Since 2006, the nation’s mortgage-delinquency rates have climbed an average of 50 percent a year, TransUnion said. In the last quarter of 2006, the rate stood at 1.94 percent – close to its historical average, TransUnion Vice President F.J. Guarrera said in an interview.

TransUnion is expecting a more dramatic decline in some states as well as continued increases in the states hit hardest by the housing bubble’s collapse, Guarrera said.

In Pennsylvania, for example, Guarrera said TransUnion expected mortgage delinquencies to drop 11.6 percent, from 4.25 percent in the current quarter to 3.76 percent at the end of 2010.

By contrast, Guarrera said Florida’s delinquency rates were expected to near 17 percent by the end of next year.

“It’s absolutely staggering to see that nearly 2 in 10 homeowners in Florida will have missed two or more payments on their mortgages,” he said.

TransUnion’s projections are based on an annual study of the credit files of 27 million people, randomly chosen from files it maintains on 270 million U.S. consumers.

Guarrera said a variety of factors were contributing to the slow turnaround in mortgage delinquencies, including what economists believe has been a return to tentative growth in an economy mired in recession since December 2007.

Guarrera said limited data made it impossible to gauge the role of government efforts in bolstering the trend. Since early this year, the Obama administration has been pushing mortgage lenders to help struggling homeowners through its Making Home Affordable program.

The program offers incentives to lenders if they adjust loan terms to reduce payments to 31 percent of a homeowner’s monthly income. Last month, the Treasury Department said 650,000 loan modifications were under way, although the vast majority were still in a trial period.

Guarrera said the trends in mortgage and credit-card delinquencies dovetailed with increases in savings rates, showing that “consumers have become fiscally more responsible” during the recession, the longest downturn since the Great Depression.

Mark Zandi, chief economist at Moody’s Economy.com, said the TransUnion projections were in line with his forecasts, which he said showed unemployment peaking and housing prices reaching a bottom by the third quarter of next year.

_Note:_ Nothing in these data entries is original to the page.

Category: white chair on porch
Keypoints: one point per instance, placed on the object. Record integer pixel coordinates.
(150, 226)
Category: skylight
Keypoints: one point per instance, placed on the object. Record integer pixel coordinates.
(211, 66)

He said both factors also drive delinquency rates, along with borrowers’ efforts to be more prudent.

But Zandi warned against reading too much into any particular data because of the confusing ways that they sometimes interact.

For instance, Zandi said credit-card delinquency rates were buoyed by a sharp drop in the number of noncorporate cards in circulation, down to 325 million from a peak of 425 million in March, according to Equifax data. And Zandi said last month’s dip in the unemployment rate was driven largely by a rare drop in the number of people seeking work, which typically rises about 1 percent a year.

“The labor force is declining, which is incredibly unusual,” Zandi said. “Once the labor force starts growing again, we’ll see the unemployment rate start to rise again.” He now expects joblessness to peak at 10.6 percent during the third quarter of next year.

But Zandi also sees hopeful signs in delinquency rates, including a recent rapid fall in total delinquencies in household credit accounts.

Zandi said that according to Equifax, total delinquencies peaked in March at 23.05 million. By November they were below 20 million – a reflection, he said, of “a stabilizing economy.”